Even if the players didn't heed his advice, any such trip would be an expensive one. Ever try booking airfare the day before going somewhere? Ouch!

But those now are days gone by. So is any such message.

That is something with which Garrett must deal, and he likely looks at these days off a little differently now as a head coach than he did during his playing days. No coach likes to lose touch with his players in the middle of the season. But there also is another decision: How to practice not only during the bye, which the Cowboys were planning to do Tuesday and Wednesday, but also when the players return on the 10th?

"We'll probably get back into our normal routine, based on how our roster is at that time," Garrett said prior to the Detroit game of using a couple of the allowed pad practices they did not during the short week following the Monday night game. "We'll try to accommodate the schedule and also the injuries we've had over the past couple of weeks and maybe have different kinds of practices than we normally would have."

And that's certainly possible with the four consecutive days off the Cowboys players were expected to enjoy the end of this week, an important aspect for the NFLPA while negotiating the new CBA this summer.

"This allows us to totally get away, and come back refreshed," says Cowboys tight end Jason Witten, also the team's player-rep. "Just to get a consistent four days off. We wanted that clear with the language (in the CBA). That was a focal point of it."

So now, no matter who the head coach is, and no matter if the record is 3-1 or 2-2 following Sunday's Detroit game, the Cowboys will get their four consecutive days off and report back to work on Monday.

After all, rules are rules.

Bye the Numbers

- Over the last 17 seasons, ever since 1994 when the NFL consistently played a 16-game schedule over 17 weeks with just one bye included, the Cowboys have posted a 98-89 record after the bye, which has landed anywhere from the third week of the season (three times) to the 10th week of the season (twice).
- Only three times have the Cowboys gone into the bye with a winning record and finished with a losing mark over the remaining games following the bye. That would have taken place in 1997, the Cowboys 2-1 going into the bye and then 4-9 over the final 13 games after the bye; again in 1999, starting off 2-0 going into the bye, then, after losing Michael Irvin for the season - and his career - in Game 4, ending up 6-8 in the final 14 games of Gailey's coaching career with the Cowboys after the bye; and the third in 2004, the Cowboys 2-1 heading into the bye and 4-9 afterward.

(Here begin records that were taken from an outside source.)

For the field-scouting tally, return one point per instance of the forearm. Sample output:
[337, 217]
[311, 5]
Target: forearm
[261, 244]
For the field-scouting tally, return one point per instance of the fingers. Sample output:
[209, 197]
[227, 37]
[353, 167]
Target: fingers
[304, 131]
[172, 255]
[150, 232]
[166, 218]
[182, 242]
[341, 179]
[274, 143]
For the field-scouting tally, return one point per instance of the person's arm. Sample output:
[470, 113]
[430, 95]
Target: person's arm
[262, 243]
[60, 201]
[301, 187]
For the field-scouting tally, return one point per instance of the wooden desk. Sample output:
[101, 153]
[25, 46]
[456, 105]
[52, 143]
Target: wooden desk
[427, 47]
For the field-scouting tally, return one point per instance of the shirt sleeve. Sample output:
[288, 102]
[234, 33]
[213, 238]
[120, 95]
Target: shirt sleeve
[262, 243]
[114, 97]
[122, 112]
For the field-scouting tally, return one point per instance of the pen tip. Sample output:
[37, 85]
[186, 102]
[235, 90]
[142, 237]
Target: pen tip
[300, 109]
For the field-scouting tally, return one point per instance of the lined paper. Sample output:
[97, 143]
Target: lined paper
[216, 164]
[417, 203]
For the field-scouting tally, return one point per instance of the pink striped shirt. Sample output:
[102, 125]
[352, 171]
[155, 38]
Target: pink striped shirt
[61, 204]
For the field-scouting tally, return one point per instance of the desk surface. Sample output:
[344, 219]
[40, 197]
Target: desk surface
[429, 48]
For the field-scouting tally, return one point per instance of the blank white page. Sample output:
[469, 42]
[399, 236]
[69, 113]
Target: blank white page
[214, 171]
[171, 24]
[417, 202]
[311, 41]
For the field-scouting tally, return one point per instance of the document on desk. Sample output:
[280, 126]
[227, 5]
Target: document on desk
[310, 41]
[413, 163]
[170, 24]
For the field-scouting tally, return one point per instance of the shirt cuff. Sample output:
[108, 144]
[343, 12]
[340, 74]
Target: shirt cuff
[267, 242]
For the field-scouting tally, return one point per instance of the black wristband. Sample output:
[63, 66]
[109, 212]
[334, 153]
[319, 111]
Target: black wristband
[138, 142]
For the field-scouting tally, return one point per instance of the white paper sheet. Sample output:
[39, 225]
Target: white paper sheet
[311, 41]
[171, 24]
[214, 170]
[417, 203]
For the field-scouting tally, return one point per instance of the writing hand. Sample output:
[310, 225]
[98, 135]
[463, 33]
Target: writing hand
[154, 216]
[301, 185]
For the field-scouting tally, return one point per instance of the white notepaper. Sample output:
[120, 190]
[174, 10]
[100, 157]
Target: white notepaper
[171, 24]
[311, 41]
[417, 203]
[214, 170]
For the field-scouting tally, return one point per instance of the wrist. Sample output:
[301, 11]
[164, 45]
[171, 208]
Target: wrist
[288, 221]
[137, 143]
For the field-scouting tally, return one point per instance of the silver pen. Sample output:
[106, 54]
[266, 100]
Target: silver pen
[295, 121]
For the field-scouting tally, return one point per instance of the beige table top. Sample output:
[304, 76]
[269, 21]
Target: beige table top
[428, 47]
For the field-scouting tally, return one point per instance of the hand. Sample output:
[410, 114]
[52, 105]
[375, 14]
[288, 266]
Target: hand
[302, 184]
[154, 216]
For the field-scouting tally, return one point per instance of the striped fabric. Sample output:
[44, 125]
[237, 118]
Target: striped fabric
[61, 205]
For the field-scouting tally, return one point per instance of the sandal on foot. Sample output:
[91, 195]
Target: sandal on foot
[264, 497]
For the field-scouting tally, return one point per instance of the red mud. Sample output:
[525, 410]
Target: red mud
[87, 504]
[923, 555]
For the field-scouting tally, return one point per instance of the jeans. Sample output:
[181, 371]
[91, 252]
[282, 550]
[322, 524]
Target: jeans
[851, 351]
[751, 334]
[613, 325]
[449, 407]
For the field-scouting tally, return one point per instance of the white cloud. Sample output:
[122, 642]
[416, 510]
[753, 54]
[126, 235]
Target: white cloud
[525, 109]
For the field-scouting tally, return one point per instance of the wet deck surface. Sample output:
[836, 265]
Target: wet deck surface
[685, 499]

- The opposite has occurred only once, the Cowboys in 1996 only 2-3 in those first five games with Irvin serving his five-game suspension for conduct detrimental to the league and then going 8-3 after the bye.
- Two other times the Cowboys were no more than a .500 team heading into the bye, both times just 1-1, yet went 9-5 over the final 14 games in 2003 and then 8-6 after the 2006 bye.
- The Cowboys are 6-2 over the past eight games after the bye.

- In the 22 games immediately following all byes, including the two spliced into the 1993 season, the Cowboys own a 15-7 record.